Starting her athletic career as a heptathlete, Beesley captured five national medals between 2005 and 2008 and can also boast nine national medals in her specialist event to date.

After placing sixth in the hurdles and second in the relay in the 2007 European juniors, the bubbly blonde went onto achieve her greatest accomplishment yet – bronze in the 2008 World junior championships.

Keen to build on her momentum, Beesley could only reach the semi-final stage of the European under23 championships the following year but aged only nineteen and having recently started university and changed coach, she was still on an upward curve.

“I am most proud of my World junior medal,” Beesley revealed, “Although, when I ran the 400m flat in 52.91 in Los Angeles last March, I was so happy with the time I screamed when I heard it announced. I didn’t expect to run such a big personal best and the race didn’t feel particularly quick.”


Coached by Nick Dakin at her East Midlands base and sponsored by Nike, Beesley enjoyed more pleasing performances other than on her American adventure in 2010.

Firstly, at the turn of the year, she equalled her indoor 60m hurdles best of 8.60 at the Loughborough Open then improved her 400m best by almost one second at the LA meeting.

Then, following victory in the British university championships and second place at the Loughborough International, Beesley took half a second off her lifetime best in her specialist event in France at the end of June with 56.65 before securing silver in the Aviva European trials and UK championships before disaster struck, courtesy of a stress fracture then tearing her quadriceps muscle.
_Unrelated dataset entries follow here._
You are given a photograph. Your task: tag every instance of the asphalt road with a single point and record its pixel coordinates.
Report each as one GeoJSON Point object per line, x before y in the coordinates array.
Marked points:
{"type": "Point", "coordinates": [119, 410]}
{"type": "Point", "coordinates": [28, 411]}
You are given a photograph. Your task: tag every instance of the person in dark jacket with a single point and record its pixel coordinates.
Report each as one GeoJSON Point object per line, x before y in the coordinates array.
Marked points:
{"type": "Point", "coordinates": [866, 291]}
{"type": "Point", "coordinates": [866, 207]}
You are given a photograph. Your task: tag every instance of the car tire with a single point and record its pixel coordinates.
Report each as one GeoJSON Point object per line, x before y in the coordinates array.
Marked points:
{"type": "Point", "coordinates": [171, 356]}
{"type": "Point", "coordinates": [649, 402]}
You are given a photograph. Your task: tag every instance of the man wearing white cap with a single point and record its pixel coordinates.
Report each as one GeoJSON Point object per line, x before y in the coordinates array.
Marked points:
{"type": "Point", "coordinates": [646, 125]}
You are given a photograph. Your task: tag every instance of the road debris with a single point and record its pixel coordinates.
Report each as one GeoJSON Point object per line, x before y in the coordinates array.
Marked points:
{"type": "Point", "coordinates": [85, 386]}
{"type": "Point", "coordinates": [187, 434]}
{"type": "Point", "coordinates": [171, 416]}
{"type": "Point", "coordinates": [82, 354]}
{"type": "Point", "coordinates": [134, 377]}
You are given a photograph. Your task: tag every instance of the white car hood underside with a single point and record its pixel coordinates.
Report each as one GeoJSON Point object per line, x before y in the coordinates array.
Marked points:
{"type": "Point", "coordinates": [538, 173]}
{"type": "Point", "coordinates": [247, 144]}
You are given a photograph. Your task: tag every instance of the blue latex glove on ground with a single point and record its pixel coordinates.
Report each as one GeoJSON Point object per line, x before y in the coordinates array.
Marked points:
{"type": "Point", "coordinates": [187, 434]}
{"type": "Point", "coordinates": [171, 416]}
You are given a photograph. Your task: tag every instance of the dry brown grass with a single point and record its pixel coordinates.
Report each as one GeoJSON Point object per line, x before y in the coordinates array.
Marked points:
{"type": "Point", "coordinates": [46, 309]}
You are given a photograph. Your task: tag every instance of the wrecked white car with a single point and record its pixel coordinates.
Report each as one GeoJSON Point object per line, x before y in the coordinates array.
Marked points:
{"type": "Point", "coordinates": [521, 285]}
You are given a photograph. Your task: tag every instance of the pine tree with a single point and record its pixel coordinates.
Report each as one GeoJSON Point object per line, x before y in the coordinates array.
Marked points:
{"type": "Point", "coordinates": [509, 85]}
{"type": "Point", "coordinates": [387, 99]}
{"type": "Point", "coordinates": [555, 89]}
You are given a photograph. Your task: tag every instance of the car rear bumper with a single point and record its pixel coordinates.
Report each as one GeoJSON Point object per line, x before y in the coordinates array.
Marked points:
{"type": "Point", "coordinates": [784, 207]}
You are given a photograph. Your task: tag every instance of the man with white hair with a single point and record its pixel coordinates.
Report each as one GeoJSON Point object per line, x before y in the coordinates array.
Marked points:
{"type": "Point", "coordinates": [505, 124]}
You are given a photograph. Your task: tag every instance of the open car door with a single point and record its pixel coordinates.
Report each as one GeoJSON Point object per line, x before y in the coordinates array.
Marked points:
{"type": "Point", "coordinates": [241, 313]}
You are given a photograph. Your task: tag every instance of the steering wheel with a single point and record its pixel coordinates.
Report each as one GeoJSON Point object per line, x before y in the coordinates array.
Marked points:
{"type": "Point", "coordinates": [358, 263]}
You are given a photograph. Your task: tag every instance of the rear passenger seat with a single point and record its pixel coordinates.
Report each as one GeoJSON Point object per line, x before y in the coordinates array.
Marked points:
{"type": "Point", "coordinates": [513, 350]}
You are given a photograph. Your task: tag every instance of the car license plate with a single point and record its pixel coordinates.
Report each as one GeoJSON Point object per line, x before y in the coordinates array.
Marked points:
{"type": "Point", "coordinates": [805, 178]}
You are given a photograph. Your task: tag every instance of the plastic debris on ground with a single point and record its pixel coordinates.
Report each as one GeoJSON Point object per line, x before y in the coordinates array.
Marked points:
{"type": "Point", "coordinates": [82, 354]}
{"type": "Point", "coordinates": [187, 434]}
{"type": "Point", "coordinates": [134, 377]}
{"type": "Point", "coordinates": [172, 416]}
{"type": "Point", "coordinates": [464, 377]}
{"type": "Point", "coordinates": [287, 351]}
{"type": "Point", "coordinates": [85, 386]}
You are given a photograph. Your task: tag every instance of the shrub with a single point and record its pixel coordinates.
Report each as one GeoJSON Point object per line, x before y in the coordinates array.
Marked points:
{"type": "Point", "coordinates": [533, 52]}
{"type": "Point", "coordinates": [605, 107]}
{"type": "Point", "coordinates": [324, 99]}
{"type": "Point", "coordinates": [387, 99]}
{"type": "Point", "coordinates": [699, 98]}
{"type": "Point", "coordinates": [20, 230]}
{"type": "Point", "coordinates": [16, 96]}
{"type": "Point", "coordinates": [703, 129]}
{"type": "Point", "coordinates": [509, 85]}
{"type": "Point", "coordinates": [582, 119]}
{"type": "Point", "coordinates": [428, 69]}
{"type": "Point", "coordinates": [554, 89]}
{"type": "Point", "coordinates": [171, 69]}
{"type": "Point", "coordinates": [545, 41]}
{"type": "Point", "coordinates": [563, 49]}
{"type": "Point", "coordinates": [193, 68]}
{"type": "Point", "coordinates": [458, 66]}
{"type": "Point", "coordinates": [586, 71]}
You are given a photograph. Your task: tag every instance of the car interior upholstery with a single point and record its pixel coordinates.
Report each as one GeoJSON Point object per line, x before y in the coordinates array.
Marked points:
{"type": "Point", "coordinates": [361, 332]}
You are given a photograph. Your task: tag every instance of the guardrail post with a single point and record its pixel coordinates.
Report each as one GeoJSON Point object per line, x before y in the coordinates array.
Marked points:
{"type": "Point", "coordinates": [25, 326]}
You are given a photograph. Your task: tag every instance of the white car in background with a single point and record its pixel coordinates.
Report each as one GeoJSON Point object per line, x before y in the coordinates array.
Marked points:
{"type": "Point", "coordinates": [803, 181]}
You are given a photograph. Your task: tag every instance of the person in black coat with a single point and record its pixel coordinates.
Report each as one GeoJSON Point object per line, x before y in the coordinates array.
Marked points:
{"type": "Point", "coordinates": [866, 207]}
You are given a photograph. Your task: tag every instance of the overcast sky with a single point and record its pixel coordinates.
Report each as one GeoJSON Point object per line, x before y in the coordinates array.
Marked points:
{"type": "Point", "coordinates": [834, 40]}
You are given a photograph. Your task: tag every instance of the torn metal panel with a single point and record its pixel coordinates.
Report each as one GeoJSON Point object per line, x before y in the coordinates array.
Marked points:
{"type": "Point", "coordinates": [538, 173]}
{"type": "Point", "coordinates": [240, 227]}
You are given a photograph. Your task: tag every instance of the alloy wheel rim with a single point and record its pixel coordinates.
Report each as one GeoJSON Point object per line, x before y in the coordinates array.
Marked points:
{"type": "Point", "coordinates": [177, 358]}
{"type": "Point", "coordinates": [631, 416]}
While her biggest rival, Perri Shakes-Drayton – the winner of the British title - went on to capture European bronze in Barcelona last July, Beesley meanwhile, was reduced to the sidelines in a battle to reach fitness in time for Delhi – a battle which she fortunately won.

“My closest rivals are based at either end of the country so I don’t come into contact with them except at major competitions,” Beesley explained.

“400m hurdles is such a strong event currently on both the men’s and women’s side - it’s really good to have people such as Perri, Tasha (Danvers-Smith) and Eilidh (Child) who are winning medals at major champs - it keeps me striving to achieve what they have done.”


After recently returning from holiday in Tenerife, Beesley is back to her studies and training hard for the summer without the distraction of the current indoor season.

“Being at Loughborough is really good as my lectures are only a five-minute walk from training so it’s easy to combine lectures and training,” Beesley revealed.

“I have only been with my current coach - Nick - for two years. (From working with him) I now feel that I have really benefited and my overall fitness has vastly improved.”

With the London 2012 Olympics only eighteen months away, her progression is timely and Beesley would love to be included:

“I hope to be competing at major championships in a competitive way for as many years as I can.

Winning medals is obviously something that I am hoping for in the next few years as I mature within the event and I love travelling, so would also hope to be competing around the world in the IAAF Diamond League events.”